Transtorno de personalidade antissocial

Este transtorno caracteriza-se por um padrão difuso de desconsideração e violação dos direitos das outras pessoas, que se expressa pelos seguintes aspetos:

  • Fracasso em ajustar-se às normas sociais relativas a comportamentos legais, conforme indicado pela repetição de atos que constituem motivos de detenção (destruir propriedade alheia, assediar outras pessoas, roubar ou ter ocupações ilegais).
  • Tendência à falsidade, conforme indicado por mentiras repetidas, uso de nomes falsos ou de batota para ganhar alguma coisa ou obter prazer pessoal (ex: conseguir dinheiro, sexo ou poder).
  • Impulsividade ou dificuldade em fazer planos para o futuro. Tomam decisões no calor do momento, sem análise e sem consideração em relação às consequências para si mesmo ou para os outros.

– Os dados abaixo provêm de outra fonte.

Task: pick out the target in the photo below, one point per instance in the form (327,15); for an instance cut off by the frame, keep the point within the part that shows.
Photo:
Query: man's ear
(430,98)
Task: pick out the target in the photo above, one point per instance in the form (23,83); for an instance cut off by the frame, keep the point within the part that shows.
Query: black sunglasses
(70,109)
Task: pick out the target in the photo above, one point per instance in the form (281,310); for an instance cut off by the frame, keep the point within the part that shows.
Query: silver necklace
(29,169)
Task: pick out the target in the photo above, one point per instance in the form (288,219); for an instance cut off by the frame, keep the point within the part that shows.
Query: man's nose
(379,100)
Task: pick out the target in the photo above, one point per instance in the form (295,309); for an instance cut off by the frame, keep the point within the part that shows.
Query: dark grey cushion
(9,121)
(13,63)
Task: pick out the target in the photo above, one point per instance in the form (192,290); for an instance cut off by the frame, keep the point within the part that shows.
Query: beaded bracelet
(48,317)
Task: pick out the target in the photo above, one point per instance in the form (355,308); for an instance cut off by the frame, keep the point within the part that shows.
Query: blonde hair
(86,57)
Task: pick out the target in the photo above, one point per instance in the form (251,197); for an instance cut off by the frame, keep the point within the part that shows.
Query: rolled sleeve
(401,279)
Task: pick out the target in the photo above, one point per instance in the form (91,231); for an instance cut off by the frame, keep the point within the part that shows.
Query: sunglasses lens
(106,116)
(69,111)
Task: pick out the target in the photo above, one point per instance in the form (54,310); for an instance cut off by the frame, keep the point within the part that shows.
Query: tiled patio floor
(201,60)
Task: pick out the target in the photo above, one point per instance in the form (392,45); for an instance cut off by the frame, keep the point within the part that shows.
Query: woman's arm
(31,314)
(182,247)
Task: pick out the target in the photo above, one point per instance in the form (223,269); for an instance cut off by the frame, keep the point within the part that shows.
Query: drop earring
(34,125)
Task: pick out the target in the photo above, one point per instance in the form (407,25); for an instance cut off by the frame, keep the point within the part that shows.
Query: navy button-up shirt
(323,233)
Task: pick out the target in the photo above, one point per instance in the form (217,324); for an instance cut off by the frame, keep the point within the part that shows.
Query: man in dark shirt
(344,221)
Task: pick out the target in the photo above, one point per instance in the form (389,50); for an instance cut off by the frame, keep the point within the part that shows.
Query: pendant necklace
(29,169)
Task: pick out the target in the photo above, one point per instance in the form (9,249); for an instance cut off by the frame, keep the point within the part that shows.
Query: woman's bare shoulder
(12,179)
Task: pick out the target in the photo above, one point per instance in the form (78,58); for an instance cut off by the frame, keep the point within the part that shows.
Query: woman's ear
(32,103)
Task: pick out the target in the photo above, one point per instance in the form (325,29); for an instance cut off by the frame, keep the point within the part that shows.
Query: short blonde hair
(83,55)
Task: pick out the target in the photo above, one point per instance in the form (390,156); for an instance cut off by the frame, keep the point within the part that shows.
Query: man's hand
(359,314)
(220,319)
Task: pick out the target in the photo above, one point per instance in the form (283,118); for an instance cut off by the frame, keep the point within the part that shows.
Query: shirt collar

Isto pode levar a mudanças repentinas de emprego, morada ou relacionamentos.
  • Irritabilidade e agressividade, conforme indicado por repetidas lutas corporais ou agressões físicas.
  • Despreocupação com a segurança de si próprio e dos outros (assumindo comportamentos de risco tais como conduzir em velocidade excessiva ou sob efeito de substâncias, envolver-se em comportamentos sexuais de risco, etc). Podem também negligenciar o cuidado de uma criança ao ponto de a colocar em risco.
  • Irresponsabilidade repetida, conforme indicado pela incapacidade em manter uma conduta consistente no trabalho ou honrar as suas obrigações financeiras.
  • Ausência de remorso, conforme indicado pela indiferença ou racionalização em relação a ter ferido, maltratado ou roubado outras pessoas. Racionalizam muitas vezes os seus atos dizendo coisas como “a vida é injusta” ou “perdedores merecem perder”. Podem inclusivamente culpar as vítimas por serem ingénuas ou merecerem o seu destino (“ele já esperava por isto”). Há uma ausência de empatia e tendência a ser insensível em relação aos sentimentos, direitos e sofrimento dos outros. O autoconceito da própria pessoa pode ser exacerbado e arrogante e pode ser excessivamente opinativa, autoconfiante ou convencida.
  • Podem apresentar disforia, incluindo queixas de tensão, incapacidade de tolerar a monotonia e humor deprimido.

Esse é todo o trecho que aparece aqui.